Aku, Wulan, telah gagal untuk menjadi bulan bagi orang-orang di sekitarku. Bahkan aku gagal menjadi penerang di kehidupanku yang gelap. Sangat gelap. Hingga aku tak bisa menemukan jalan untuk aku kembali ke dunia.
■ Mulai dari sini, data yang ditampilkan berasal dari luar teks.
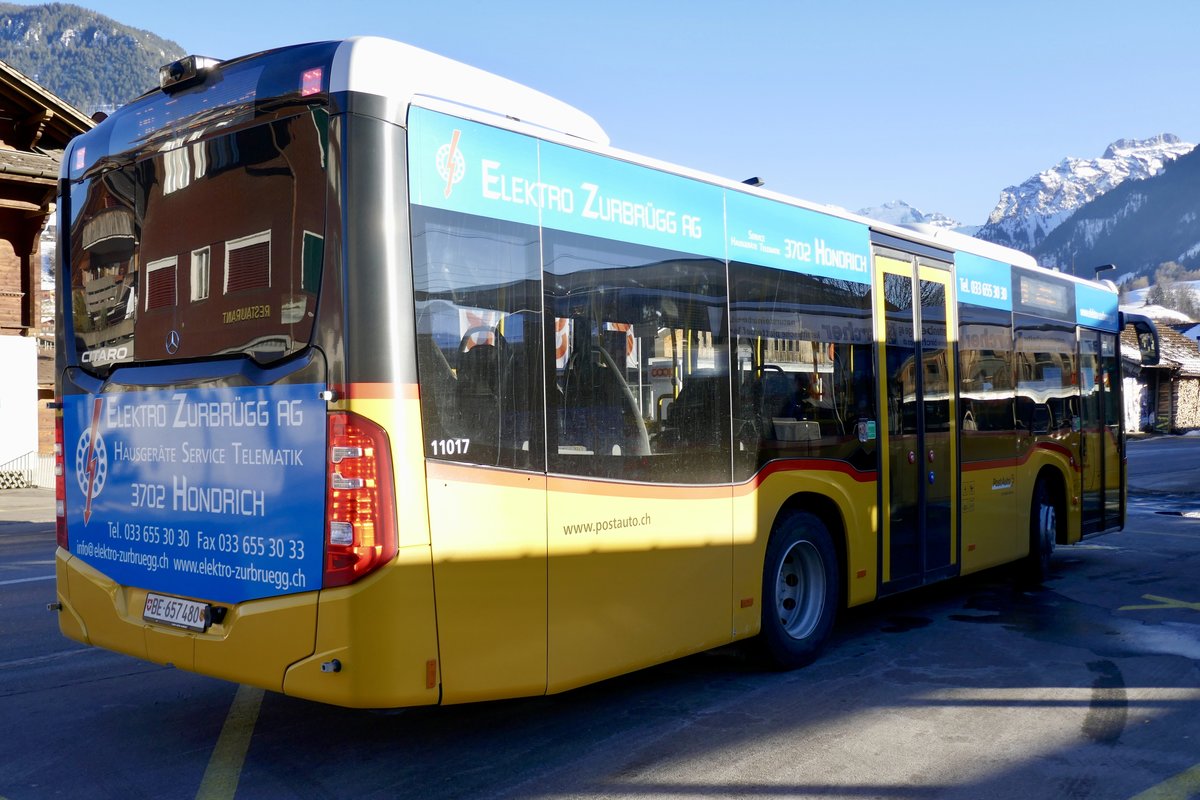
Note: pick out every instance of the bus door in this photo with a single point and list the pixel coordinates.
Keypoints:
(1099, 431)
(918, 439)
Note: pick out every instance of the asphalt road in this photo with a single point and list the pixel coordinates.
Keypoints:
(1085, 687)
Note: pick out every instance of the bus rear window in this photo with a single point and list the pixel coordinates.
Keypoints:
(211, 246)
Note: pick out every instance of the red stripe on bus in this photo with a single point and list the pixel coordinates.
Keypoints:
(811, 465)
(377, 391)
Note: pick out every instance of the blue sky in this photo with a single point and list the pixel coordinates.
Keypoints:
(940, 103)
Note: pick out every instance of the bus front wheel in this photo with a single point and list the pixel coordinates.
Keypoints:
(1043, 533)
(801, 588)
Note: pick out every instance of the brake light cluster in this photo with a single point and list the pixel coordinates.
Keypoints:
(360, 525)
(60, 486)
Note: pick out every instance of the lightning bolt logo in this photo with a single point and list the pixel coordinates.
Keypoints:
(90, 461)
(450, 162)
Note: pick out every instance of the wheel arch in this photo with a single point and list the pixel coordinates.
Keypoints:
(1056, 483)
(829, 512)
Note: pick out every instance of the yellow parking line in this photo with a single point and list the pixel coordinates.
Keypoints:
(1162, 602)
(1181, 787)
(221, 777)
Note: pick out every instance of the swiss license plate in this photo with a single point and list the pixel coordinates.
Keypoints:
(177, 612)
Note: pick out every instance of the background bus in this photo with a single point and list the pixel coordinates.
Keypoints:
(385, 382)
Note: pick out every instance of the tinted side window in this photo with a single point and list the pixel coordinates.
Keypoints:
(640, 385)
(479, 338)
(987, 391)
(805, 368)
(1047, 392)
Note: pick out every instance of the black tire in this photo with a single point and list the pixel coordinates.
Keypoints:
(1044, 522)
(801, 590)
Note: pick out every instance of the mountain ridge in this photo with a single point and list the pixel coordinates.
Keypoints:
(1027, 212)
(88, 59)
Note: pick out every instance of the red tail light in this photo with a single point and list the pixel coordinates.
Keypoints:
(360, 525)
(60, 486)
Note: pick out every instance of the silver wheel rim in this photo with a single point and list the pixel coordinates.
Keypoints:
(1048, 521)
(799, 590)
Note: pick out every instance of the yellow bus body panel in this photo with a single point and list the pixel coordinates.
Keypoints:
(255, 644)
(490, 569)
(637, 576)
(994, 530)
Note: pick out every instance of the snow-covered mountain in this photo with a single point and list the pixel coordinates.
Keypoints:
(1138, 226)
(899, 212)
(1026, 214)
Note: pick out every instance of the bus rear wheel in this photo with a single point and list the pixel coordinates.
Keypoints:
(801, 587)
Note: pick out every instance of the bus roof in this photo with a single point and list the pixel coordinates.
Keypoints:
(401, 72)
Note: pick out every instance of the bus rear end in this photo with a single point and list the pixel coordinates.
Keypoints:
(226, 497)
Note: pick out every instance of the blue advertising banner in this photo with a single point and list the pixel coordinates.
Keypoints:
(789, 238)
(984, 281)
(473, 168)
(209, 493)
(1096, 307)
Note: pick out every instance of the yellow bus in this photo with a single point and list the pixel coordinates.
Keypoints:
(387, 382)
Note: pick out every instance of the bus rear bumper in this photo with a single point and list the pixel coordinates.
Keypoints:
(253, 644)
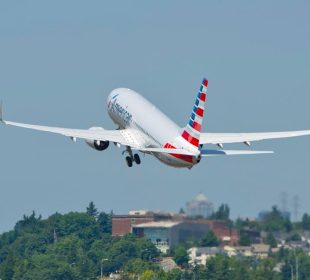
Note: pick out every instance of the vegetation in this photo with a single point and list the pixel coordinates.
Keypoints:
(80, 246)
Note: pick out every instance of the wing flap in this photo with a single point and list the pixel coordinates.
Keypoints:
(101, 135)
(226, 138)
(209, 153)
(167, 151)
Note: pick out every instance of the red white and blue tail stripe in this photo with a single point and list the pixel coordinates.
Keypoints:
(193, 129)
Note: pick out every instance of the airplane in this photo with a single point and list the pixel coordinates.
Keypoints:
(143, 127)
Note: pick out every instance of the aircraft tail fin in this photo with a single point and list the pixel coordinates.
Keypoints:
(192, 130)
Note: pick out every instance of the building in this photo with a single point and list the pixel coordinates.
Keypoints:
(167, 264)
(123, 224)
(167, 234)
(200, 255)
(225, 234)
(199, 206)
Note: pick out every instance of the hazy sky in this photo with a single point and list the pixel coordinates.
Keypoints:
(60, 59)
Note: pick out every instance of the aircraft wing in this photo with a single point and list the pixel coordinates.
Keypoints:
(226, 138)
(210, 153)
(100, 134)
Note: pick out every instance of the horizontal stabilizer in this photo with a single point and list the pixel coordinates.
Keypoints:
(209, 153)
(167, 151)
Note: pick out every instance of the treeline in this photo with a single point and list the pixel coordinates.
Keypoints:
(80, 246)
(71, 246)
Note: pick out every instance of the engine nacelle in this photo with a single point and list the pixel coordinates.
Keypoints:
(97, 144)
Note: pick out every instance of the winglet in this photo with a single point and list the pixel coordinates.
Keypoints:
(1, 112)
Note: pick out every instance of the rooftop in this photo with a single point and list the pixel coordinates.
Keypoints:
(162, 224)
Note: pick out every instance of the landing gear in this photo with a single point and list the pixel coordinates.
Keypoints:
(137, 159)
(131, 157)
(129, 161)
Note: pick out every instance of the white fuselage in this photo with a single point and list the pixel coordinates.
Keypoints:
(149, 126)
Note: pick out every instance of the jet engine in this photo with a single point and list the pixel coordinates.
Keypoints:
(97, 144)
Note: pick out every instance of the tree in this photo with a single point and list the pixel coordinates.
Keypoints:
(209, 240)
(105, 222)
(305, 222)
(270, 240)
(180, 256)
(244, 239)
(91, 210)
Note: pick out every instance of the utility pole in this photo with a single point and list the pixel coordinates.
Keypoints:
(296, 206)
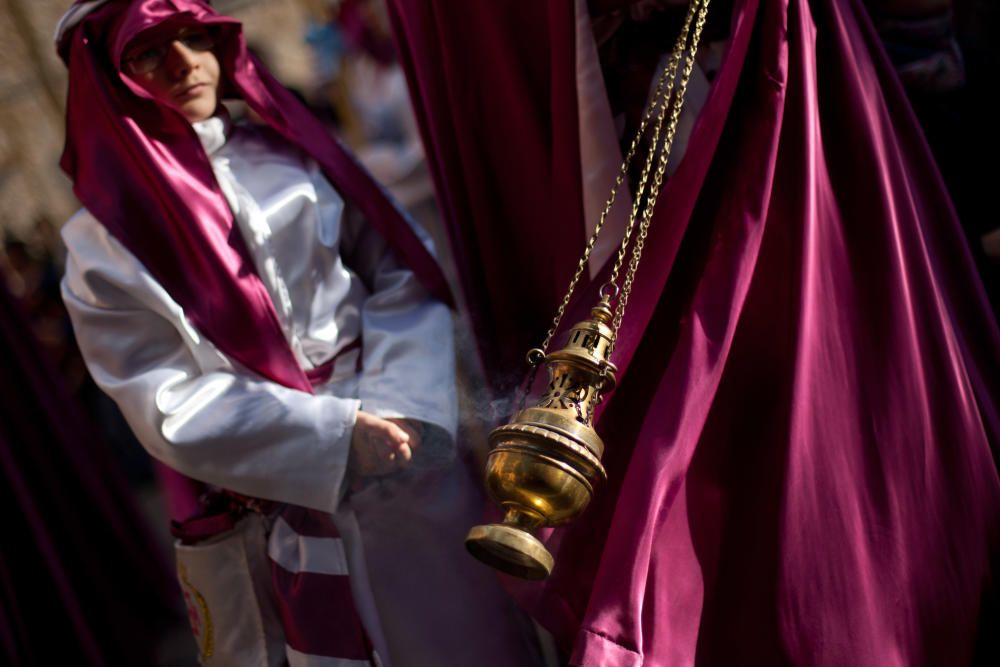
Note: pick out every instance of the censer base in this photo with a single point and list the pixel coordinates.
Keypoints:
(510, 550)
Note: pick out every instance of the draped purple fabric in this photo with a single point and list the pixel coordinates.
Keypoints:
(140, 169)
(76, 558)
(799, 449)
(496, 100)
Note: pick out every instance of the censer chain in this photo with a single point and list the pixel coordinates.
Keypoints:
(664, 97)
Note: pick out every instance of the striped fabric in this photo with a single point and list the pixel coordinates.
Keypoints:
(310, 579)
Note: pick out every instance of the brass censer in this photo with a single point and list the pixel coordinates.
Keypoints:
(543, 466)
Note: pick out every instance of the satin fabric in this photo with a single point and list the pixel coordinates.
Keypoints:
(197, 409)
(799, 449)
(421, 599)
(129, 156)
(76, 558)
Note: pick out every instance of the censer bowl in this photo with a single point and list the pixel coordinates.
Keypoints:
(539, 477)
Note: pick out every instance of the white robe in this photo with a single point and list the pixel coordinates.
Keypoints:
(422, 599)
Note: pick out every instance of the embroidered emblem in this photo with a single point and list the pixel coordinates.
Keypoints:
(198, 614)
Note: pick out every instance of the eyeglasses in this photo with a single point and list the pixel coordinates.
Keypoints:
(150, 57)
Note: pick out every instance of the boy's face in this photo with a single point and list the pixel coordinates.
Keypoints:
(177, 67)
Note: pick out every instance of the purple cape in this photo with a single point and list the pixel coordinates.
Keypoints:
(799, 449)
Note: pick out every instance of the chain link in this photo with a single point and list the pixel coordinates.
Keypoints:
(660, 99)
(647, 214)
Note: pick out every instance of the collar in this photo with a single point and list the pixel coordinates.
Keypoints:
(214, 131)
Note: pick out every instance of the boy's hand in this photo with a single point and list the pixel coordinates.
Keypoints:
(381, 446)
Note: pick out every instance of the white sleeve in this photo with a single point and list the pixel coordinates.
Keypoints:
(191, 406)
(409, 351)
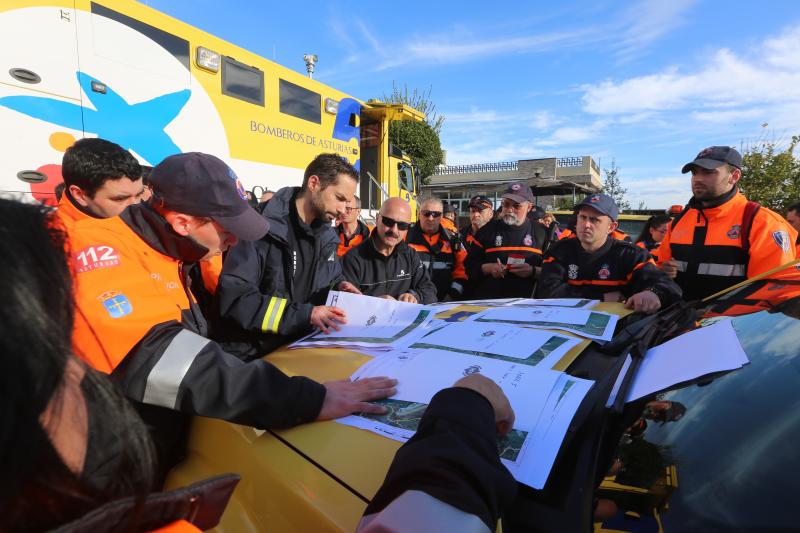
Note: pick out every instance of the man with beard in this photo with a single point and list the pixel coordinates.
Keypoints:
(351, 230)
(480, 212)
(506, 253)
(384, 265)
(274, 289)
(720, 238)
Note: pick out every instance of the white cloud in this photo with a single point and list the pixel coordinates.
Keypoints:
(725, 81)
(648, 21)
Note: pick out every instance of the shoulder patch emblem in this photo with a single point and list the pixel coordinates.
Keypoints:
(116, 304)
(572, 272)
(95, 256)
(781, 238)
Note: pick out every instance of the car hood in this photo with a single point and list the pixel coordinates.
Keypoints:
(720, 453)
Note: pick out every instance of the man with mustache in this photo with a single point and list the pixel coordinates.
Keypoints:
(384, 265)
(597, 266)
(503, 261)
(720, 238)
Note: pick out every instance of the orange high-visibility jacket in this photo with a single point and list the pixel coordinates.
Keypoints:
(443, 255)
(706, 242)
(137, 321)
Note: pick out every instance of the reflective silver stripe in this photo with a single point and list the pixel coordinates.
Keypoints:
(417, 511)
(716, 269)
(167, 375)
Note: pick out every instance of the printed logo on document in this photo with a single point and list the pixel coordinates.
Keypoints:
(474, 369)
(572, 272)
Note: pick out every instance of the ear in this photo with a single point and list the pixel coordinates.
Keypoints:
(736, 175)
(77, 193)
(313, 183)
(180, 222)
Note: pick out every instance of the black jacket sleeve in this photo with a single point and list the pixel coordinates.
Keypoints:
(647, 276)
(421, 285)
(553, 279)
(241, 300)
(176, 368)
(453, 457)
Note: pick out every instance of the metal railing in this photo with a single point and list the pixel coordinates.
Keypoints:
(502, 166)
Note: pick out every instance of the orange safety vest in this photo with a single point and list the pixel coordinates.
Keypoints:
(345, 243)
(123, 287)
(707, 244)
(445, 265)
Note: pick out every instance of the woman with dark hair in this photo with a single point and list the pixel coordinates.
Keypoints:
(69, 442)
(653, 233)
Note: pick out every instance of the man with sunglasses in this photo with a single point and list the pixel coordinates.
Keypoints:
(384, 265)
(503, 261)
(440, 249)
(351, 230)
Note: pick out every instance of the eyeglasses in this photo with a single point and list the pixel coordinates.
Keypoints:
(390, 222)
(509, 204)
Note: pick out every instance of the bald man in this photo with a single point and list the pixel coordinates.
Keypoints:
(384, 265)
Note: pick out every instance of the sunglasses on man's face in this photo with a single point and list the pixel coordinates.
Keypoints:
(390, 222)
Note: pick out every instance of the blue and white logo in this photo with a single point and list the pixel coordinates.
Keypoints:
(782, 240)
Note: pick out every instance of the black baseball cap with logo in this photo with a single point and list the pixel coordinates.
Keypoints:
(602, 203)
(519, 192)
(713, 157)
(202, 185)
(481, 202)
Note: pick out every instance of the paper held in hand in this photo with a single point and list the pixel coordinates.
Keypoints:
(372, 322)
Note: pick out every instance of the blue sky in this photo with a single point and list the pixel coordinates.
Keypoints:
(647, 83)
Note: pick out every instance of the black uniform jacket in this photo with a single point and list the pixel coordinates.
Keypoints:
(498, 240)
(257, 292)
(569, 271)
(378, 275)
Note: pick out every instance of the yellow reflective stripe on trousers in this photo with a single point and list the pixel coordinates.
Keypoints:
(273, 315)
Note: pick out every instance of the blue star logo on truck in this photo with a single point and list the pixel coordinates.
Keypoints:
(138, 127)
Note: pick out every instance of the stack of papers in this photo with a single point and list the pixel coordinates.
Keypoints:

Disambut dengan suka cita atau disambut dengan senyuman bahagia.

Aku, Wulan, memutuskan untuk memejamkan mata hingga aku tak perlu melihat dunia yang fana.

Aku, Wulan, mengangkat tangan lalu melambaikannya pada Tuhan. Aku menyerah.

Aku, Wulan, akan membiarkan air mataku turun dengan sangat derasnya. Biarkan dia saja yang berbicara. Ketika mulutku dibungkam dan ketika mataku tak mampu untuk menatap.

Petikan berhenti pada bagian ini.